The overlap of de novo CNV loci in the regions 15q13.1–13.2, 16p13.11, 16p12.2 and 22q11.21 with loci previously implicated in ASD, DD/ID, Tourette disorder and schizophrenia is consistent with the notion that neuropsychiatric CNVs often have associations with a broad range of neurodevelopmental and psychiatric phenotypes27. Similar findings have emerged from a sequencing study of ADHD, which highlighted strong overlap in the genes implicated in ADHD and ASD3, whereas GWAS demonstrate a moderate (rg = 0.36) genetic correlation between ADHD and ASD28, and a previous CNV study suggested that the same biological pathways are impacted by CNVs in ADHD and ASD29. Our study adds to the growing body of literature supporting the relatively recent reconceptualization of ADHD as a neurodevelopmental disorder, as evidenced by its DSM-5 definition.
However although there is overlap in implicated CNV regions (see Table 2), the type of CNV is usually but not always the same. In particular, we observed a de novo 22q11 duplication and although such duplications have been observed to be associated with risk of other neurodevelopmental disorders, they are protective for schizophrenia22, whereas deletions at this locus (not observed here) are associated with schizophrenia as well as other neurodevelopmental impairments21.

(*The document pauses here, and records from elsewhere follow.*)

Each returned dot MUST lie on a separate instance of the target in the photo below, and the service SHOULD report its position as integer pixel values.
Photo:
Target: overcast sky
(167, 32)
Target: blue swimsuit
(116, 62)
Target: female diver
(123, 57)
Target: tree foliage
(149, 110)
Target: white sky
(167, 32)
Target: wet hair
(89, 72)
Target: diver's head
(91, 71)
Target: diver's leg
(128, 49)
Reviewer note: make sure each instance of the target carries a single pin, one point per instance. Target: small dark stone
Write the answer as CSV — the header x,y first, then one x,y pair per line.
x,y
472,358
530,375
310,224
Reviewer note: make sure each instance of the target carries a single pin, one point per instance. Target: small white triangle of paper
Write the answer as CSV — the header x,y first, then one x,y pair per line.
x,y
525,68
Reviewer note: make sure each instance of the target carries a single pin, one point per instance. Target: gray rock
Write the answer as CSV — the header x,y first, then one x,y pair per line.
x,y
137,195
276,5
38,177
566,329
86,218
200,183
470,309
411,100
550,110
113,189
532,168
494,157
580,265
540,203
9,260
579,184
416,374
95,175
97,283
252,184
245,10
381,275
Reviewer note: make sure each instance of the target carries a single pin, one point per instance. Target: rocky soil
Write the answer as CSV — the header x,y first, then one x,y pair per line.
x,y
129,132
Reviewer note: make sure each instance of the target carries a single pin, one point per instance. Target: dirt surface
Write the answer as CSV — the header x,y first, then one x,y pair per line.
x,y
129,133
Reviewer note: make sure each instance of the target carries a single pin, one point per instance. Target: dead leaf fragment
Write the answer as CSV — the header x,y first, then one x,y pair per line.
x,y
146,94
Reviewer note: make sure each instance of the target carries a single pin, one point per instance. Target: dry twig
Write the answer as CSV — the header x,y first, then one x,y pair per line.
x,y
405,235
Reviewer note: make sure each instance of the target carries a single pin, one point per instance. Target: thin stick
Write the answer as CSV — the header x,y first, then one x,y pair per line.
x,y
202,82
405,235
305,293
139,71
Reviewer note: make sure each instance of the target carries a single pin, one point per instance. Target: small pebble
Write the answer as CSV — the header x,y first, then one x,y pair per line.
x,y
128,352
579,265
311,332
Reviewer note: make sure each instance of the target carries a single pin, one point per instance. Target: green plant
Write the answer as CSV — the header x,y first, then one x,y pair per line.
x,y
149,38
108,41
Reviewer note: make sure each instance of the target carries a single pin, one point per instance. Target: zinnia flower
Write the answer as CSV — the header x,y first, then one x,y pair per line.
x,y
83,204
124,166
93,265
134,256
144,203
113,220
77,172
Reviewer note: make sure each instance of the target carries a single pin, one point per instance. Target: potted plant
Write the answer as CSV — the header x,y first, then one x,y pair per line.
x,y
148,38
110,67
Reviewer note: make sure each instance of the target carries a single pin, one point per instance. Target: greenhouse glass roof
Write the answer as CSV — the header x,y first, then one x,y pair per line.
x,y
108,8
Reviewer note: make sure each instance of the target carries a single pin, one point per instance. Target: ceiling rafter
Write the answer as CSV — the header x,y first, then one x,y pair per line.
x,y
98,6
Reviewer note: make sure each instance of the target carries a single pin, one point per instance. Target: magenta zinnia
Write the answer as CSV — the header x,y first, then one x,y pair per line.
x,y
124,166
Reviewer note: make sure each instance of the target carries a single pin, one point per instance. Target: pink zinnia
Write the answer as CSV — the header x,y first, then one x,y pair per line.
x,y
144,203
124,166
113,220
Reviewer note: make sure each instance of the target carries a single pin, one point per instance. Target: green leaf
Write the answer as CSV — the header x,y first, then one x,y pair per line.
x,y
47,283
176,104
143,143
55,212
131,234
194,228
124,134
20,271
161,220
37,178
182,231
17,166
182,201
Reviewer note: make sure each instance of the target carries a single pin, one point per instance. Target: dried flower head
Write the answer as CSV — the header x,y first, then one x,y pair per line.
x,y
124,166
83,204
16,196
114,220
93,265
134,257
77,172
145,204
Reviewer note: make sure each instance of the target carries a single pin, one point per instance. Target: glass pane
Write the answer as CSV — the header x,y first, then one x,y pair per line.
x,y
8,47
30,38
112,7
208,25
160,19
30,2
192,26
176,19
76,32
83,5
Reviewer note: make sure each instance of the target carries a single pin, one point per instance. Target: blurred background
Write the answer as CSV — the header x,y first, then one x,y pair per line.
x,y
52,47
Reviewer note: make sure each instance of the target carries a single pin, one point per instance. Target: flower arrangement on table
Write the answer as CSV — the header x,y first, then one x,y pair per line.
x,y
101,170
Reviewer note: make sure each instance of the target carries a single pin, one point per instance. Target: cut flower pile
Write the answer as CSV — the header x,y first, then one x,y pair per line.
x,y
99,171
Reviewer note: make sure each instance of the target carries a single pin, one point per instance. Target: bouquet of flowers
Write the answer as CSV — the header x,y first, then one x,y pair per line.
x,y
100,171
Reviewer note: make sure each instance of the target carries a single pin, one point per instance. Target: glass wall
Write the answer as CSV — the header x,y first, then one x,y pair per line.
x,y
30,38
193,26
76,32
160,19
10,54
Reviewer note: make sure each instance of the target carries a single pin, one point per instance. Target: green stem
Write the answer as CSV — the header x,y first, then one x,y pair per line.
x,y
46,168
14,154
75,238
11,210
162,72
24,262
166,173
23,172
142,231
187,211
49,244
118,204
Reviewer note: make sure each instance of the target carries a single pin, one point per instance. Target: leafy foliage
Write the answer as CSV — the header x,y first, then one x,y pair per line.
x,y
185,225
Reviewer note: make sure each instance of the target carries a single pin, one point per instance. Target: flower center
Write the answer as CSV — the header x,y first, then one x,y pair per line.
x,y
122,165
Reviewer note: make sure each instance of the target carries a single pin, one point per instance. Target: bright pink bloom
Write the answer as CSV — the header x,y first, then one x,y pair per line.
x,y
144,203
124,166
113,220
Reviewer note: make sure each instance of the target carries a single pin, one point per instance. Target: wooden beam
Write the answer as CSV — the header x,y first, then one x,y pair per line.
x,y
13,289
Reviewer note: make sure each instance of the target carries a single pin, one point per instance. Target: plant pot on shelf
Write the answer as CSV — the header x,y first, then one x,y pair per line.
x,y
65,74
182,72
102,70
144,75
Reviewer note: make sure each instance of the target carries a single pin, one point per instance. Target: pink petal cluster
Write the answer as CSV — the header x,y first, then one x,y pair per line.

One potential limitation of the study is that the proband DNA was more likely to come from saliva than blood (68.6% samples), whereas the parental DNA samples were more likely to come from blood (28.7% samples from saliva in mothers and 44.2% in fathers). Although the QC metrics were somewhat poorer for the saliva samples, given the careful QC protocol and examination of all the traces (which were definitive; see Supplement), the rate of de novo CNVs in this study is unlikely to be overstated. Collecting blood samples from children with severe neurodevelopmental disorders poses a challenge for genetic research studies. Furthermore, although the comparison of the results of this study to previously published studies is limited by such differences in source of DNA, different genotyping arrays and variable CNV-calling protocols, our focus on well-defined large, rare CNV loci is a robust approach that is unlikely to be biased towards detecting false positives, but may have resulted in missing valid de novo CNVs in the sample.
Although ADHD is highly heritable, complex and polygenic, rare mutation discovery has been slower than for many other similarly heritable and polygenic disorders that include DD/ID, schizophrenia, ASD and Tourette disorder. For example, de novo CNV data are currently only available for around a total of 500 trios (Lionel and colleagues16 and the current study) and there have been no large, trio-based sequencing studies of ADHD. To identify associated variants, as well as damaging and likely causal rare mutations, will require very large sample sizes of ADHD that are not yet globally available.
In summary, we present findings which suggest that de novo CNVs likely contribute to ADHD risk and highlight the need for larger discovery studies for future biological insights.